There are some challenges…
With such great potential, there are still many challenges in deploying AI solutions. These challenges undermine the growth of AI technology in regards to farming and other fields on the continent. These include poor digital infrastructure and including last mile infrastructure, lack of both basic tech literacy and the lack of substantial human capital trained in AI and data science etc. These are added on to lack of or the overregulation related to technologies like AI as well as the lack of funding to scale up successful pilots and demonstrations that would have a transformative impact in the agricultural sector although there are important projects by Morocco’s OCP Innovation Fund for Agriculture, a 20 million US dollar fund, as well as one acre fund and Agri Business Capital fund to name a few, which are working to change this.
At the Next Einstein Forum, we believe it is urgent for African governments, development partners, the private sector, civil society and academic and scientific institutions to draft and ratify a continental strategic roadmap for leveraging new enabling technologies like AI. A roadmap that addresses basic and digital infrastructure gaps, funding, regulation and policy challenges, and talent and technology gaps.
The funding challenge is not a small one. We estimate that Africa needs to collectively bring together more than 21 trillion US dollars until 2030 to fundamentally move into the fourth industrial revolution with $3 trillion US dollars of that spent on revitalizing the education system. Africans cannot just be consumers of AI technologies, they must be creators of these important technologies. Furthermore, it is predicted that the continent will require a 73 billion US dollars investment to fulfil its agricultural promise.
This is only the first step. The next is targeted research, design and deployment approaches to leveraging AI in Africa. AI and machine learning relies mostly on statistical quantification making it an arduous task when applied in agriculture. Farming is a complex mix of physical and material processes, and thus requires a considerably large number of variables. These physical and biological processes vary from one region to another, meaning that an algorithm for crop disease prediction in Rwanda, might prove obsolete in the Sahel region.
Therefore, it is crucial to roll out targeted approaches to AI solutions in agriculture, in order to ensure that African innovators are able to design and produce relevant and efficient products.

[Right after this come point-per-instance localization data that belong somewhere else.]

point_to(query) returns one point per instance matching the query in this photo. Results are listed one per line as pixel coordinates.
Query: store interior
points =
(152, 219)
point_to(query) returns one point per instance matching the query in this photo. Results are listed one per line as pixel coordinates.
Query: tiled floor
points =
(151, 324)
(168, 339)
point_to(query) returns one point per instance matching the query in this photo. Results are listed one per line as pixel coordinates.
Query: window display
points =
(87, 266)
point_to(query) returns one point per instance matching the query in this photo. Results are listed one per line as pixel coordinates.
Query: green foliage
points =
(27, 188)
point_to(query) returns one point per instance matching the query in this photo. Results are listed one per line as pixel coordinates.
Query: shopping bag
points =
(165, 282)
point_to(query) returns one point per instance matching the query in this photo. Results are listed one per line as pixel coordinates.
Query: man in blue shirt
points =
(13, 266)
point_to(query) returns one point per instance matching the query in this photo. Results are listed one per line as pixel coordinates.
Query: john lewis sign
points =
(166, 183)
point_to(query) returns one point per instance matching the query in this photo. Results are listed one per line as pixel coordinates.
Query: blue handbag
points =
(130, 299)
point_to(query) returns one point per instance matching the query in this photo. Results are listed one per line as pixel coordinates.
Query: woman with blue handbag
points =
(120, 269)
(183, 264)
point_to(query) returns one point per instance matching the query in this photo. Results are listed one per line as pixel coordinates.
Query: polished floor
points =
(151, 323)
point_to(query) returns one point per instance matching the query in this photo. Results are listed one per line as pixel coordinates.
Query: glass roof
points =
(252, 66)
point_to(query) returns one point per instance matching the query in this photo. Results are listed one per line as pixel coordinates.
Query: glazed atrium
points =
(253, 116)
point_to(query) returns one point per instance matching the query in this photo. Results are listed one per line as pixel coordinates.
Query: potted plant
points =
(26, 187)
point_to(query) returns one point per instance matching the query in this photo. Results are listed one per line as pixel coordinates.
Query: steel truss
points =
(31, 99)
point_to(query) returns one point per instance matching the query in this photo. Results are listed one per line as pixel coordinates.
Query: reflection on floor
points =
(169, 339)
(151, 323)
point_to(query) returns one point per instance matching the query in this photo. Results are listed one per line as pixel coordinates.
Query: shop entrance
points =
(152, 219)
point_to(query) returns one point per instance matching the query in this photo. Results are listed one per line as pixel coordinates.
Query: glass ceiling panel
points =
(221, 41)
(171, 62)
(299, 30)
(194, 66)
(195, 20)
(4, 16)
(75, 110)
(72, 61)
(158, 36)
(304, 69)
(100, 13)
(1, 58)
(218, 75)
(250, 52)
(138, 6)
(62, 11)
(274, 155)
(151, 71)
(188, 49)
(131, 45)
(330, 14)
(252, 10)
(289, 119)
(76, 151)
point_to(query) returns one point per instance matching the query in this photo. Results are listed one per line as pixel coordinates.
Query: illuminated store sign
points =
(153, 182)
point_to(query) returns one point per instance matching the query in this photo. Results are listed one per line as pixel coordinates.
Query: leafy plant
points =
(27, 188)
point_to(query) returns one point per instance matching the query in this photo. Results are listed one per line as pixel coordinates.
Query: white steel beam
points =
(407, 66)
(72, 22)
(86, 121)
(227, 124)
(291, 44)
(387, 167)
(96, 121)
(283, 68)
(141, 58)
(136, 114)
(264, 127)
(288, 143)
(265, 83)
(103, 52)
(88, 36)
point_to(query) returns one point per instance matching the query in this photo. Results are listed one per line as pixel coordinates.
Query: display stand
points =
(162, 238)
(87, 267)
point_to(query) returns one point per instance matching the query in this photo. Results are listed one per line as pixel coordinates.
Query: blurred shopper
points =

This can be achieved by orienting research towards the use of omics (genomics, metabolomics and phenomics) in tandem with AI to target early prediction based on observations not visible to the human eye. This would facilitate the design of transversal models adapted to the different African regions.
The way forward
Africa’s challenges related to agriculture offer a great opportunity for transformative innovation leveraging new technologies like AI. Multiple start ups on the continent are already working to close some of the gaps in the food production value chain, but much remains to be done.
As such, a Pan-African roadmap is required to put in place mechanisms that will ensure that innovators are able to pilot their ideas all the way through industrialization in order for African countries to reap the full benefits of AI technology.
To achieve the above, we need to devise a continental framework, which takes into consideration the financial, regulatory, the adequate training programs and political implications of implementing a successful AI strategy.
Africa has a lot to gain, there is a projected 126 billion dollars to be made from industries relying on AI technologies globally.